The most common definitions of $e^x$:

• $e^x=\left[\lim_{n\to \infty}\left(1+\frac{1}{n} \right)^{n}\right]^x, \quad n\in\mathbb{N}-\{0\}$ or $e^x=\left[\lim_{t\to \infty}\left(1+\frac{1}{t} \right)^{t}\right]^x, \quad t>0$,

• $e^x=\frac{x^0}{0!}+\frac{x^1}{1!}+\frac{x^2}{2!}+\ldots \frac{x^k}{k!}+\ldots =\lim_{n\to \infty}\sum_{k=0}^n\frac{x^k}{k!}$

• inverse function of $\log (x)=\int_{0}^{x} \frac{1}{x}\mathrm{d}x$,

• unique function $y(x)$ such that $\frac{\mathrm{d} }{\mathrm{d}x}y(x)=y(x)$ and $y(0)=1$.

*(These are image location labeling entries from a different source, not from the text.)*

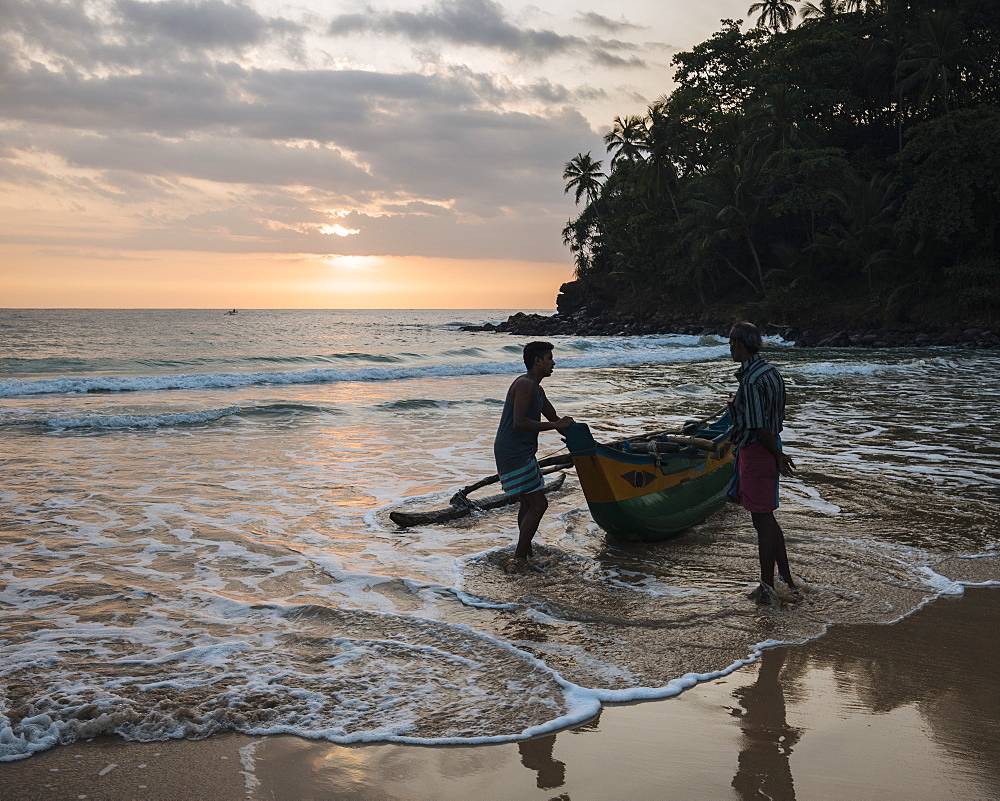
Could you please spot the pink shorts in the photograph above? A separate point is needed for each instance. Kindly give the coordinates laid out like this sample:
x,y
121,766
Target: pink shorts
x,y
755,481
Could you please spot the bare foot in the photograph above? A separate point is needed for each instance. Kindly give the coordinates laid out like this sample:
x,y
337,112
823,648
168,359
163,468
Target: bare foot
x,y
764,596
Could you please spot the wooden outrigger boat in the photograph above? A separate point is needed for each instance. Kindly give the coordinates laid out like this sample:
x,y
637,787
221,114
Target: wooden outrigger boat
x,y
654,489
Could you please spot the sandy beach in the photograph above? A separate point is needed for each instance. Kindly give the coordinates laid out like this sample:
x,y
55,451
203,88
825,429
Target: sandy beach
x,y
903,711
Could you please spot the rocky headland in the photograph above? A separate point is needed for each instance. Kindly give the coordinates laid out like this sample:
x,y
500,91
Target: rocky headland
x,y
576,317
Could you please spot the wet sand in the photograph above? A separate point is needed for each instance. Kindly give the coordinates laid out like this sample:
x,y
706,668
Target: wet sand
x,y
905,711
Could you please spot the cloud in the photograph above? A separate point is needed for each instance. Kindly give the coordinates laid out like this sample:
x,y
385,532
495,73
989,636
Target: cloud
x,y
603,23
197,25
482,23
147,117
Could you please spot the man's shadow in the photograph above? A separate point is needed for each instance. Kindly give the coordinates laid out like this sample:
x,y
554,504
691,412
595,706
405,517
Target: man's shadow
x,y
536,754
764,770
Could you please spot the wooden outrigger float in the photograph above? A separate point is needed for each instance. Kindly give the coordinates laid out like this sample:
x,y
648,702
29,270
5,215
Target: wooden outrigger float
x,y
649,487
461,504
654,489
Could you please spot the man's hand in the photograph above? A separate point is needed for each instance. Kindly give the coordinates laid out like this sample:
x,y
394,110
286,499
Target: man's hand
x,y
563,423
785,465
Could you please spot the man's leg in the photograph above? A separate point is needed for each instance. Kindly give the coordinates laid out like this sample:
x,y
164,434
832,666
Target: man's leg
x,y
771,549
533,506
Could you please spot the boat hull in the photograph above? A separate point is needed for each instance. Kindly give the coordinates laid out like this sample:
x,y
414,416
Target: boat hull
x,y
640,497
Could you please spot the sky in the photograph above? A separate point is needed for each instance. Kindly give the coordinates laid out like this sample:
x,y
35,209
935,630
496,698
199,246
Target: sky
x,y
334,154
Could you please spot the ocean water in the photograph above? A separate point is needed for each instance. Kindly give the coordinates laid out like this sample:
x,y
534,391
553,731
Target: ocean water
x,y
195,532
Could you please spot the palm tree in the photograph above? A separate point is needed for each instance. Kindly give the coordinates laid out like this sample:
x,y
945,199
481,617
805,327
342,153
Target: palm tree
x,y
583,174
628,137
658,173
938,59
726,211
826,9
865,237
777,118
774,14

Suppose your definition of $e^t$ is $e^t=\frac{t^0}{0!}+\frac{t^1}{1!}+\frac{t^2}{2!}+\ldots \frac{t^k}{k!}+\ldots =\lim_{n\to \infty}\sum_{k=0}^n\frac{t^k}{k!}$

Then $$ \lim_{x\to 2} \left( \frac{e^2-e^x}{2-x} \right) = \lim_{x\to 2} e^x\left( \frac{e^{2-x}-1}{2-x} \right) $$ By the property of limit for composition two functions (which I suppose is familiar to you) $$ \lim_{x\to 2} e^x\left( \frac{e^{2-x}-1}{2-x} \right) = \lim_{t\to 0} e^{t+2}\cdot\left( \frac{e^{t}-1}{t} \right) $$ Now note that $ \frac{e^{t}-1}{t}=1+\frac{t^1}{2!}+\frac{t^2}{3!}+\ldots \frac{t^{k-1}}{k!}+\ldots $ implies $ \lim_{t\to 0}\left(1+\frac{t^1}{2!}+\frac{t^2}{3!}+\ldots \frac{t^{k-1}}{k!}+\ldots \right)=1 $ and $ \lim_{t\to 0}\left( \frac{e^t-1}{t}\right)=1. $ By product property of two limits we have $$ \lim_{t\to 0} e^{t+2}\cdot\left( \frac{e^{t}-1}{t} \right) = \lim_{t\to 0} (e^{t+2})\cdot\lim_{t\to 0}\left( \frac{e^{t}-1}{t} \right) =e^{2}\cdot 1. $$

Answer 5

To make life simpler, define $x=2-y$ which makes $$A=\frac { e^{ 2 }-e^{ x } }{ 2-x }= \frac { e^{ 2 }-e^{ 2-y } }{y}=e^2\frac{1-e^{-y}}y$$ Now, use Taylor series around $y=0$ $$e^{-y}=1-y+\frac{y^2}{2}+O\left(y^3\right)$$ Replacing $$A=e^2\frac{1-\left(1-y+\frac{y^2}{2}+O\left(y^3\right) \right) } y=e^2\frac{y-\frac{y^2}{2}+O\left(y^3\right) } y=e^2\left(1-\frac{y}{2}+O\left(y^2\right)\right) $$ and, since $y\to 0$, you get the limit and also how it is approached.